Krzysztof Głowacki w pierwszej obronie tytułu mistrza świata WBO w wadze junior ciężkiej pokonał na punkty po emocjonującej walce Steve'a Cunninghama. Amerykanin w tracie rywalizacji aż cztery razy lądował na deskach!
W trzeciej odsłonie Krzysztof Głowacki zaczął testować przeciwnika lewym prostym, również podwójnym. Polak bił także ciosami na korpus, co osłabiło byłego rywala Tomasza Adamka i Krzysztofa Włodarczyka. Cunningham aktywniej pracował przednią, lewą ręką, co było szczególnie widocznie w połowie potyczki.
W dziesiątej rundzie znowu dał o sobie znać precyzyjny "Główka" - trafił krótkim prawym sierpowym i 39-latek po raz trzeci był liczony. Jednak chwilę później sam nadział się na obszerny sierp i był ogłuszony. Podopieczny Fiodora Łapina przeżywał kryzys w dwóch ostatnich starciach, gdy pobudzony "USS" rzucił wszystkie siły na szalę i szaleńczo próbował odrobić straty. Taka strategia była obarczona wielkim ryzykiem, które się nie opłaciło w dwunastym starciu - były czempion IBF po raz czwarty (!) w tym pojedynku stracił równowagę i nie ustał ataku. Kibice w Nowym Jorku ostatnie fragmenty batalii oglądali na stojąco, a pięściarze bombardowali się wzajemnie potężnymi razami.
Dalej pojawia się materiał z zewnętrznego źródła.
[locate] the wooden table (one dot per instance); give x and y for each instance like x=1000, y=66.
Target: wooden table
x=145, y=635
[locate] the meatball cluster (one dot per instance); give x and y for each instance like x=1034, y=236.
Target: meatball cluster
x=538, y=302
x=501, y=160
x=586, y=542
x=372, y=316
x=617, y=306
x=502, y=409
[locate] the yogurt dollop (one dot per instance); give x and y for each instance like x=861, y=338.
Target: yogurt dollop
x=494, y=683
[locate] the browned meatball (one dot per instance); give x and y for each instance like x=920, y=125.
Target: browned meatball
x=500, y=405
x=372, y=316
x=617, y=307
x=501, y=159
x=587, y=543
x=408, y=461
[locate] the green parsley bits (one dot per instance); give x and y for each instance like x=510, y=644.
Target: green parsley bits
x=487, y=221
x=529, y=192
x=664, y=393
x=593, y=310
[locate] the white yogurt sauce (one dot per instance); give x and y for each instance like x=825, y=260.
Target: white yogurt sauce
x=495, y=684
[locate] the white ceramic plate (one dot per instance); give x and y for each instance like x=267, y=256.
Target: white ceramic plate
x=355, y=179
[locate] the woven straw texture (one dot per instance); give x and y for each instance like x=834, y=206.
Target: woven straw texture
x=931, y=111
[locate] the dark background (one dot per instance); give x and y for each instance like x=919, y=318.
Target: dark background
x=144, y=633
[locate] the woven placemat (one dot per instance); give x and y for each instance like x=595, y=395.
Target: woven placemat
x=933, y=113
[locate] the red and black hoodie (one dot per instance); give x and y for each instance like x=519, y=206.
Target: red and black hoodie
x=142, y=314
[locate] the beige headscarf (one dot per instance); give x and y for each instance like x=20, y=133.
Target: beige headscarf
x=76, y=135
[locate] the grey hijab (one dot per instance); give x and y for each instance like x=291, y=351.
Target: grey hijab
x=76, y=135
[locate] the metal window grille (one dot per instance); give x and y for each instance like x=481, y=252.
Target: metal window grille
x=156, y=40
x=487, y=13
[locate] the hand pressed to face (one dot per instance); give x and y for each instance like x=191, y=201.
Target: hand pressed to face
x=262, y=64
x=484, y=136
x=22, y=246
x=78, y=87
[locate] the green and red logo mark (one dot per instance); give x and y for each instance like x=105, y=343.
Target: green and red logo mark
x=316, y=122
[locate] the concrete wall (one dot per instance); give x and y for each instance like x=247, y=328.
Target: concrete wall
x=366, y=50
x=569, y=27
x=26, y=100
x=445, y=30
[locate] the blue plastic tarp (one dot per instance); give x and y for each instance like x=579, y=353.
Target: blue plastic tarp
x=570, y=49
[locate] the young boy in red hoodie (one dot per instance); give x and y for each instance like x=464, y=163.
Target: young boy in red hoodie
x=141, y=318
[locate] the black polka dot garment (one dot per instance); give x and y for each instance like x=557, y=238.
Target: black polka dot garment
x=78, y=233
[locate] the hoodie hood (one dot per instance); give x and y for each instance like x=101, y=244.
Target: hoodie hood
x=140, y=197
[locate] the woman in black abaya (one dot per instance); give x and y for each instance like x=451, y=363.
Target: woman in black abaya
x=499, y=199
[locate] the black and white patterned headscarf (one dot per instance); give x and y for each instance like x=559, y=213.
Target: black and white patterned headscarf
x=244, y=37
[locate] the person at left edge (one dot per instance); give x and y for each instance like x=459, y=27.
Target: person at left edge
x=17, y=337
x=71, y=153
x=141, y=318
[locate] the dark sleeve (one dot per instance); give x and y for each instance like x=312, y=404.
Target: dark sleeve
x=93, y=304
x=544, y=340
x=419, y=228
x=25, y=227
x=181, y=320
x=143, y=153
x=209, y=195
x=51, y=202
Cztery nokdauny wyjaśniły wszelkie wątpliwości. Sędziowie punktowali 116-108 i dwukrotnie 115-109 dla Krzysztofa Głowackiego, który po raz pierwszy obronił trofeum World Boxing Organization w dywizji junior ciężkiej. Pas zdobył w sierpniu ubiegłego roku, rozbijając Marco Hucka.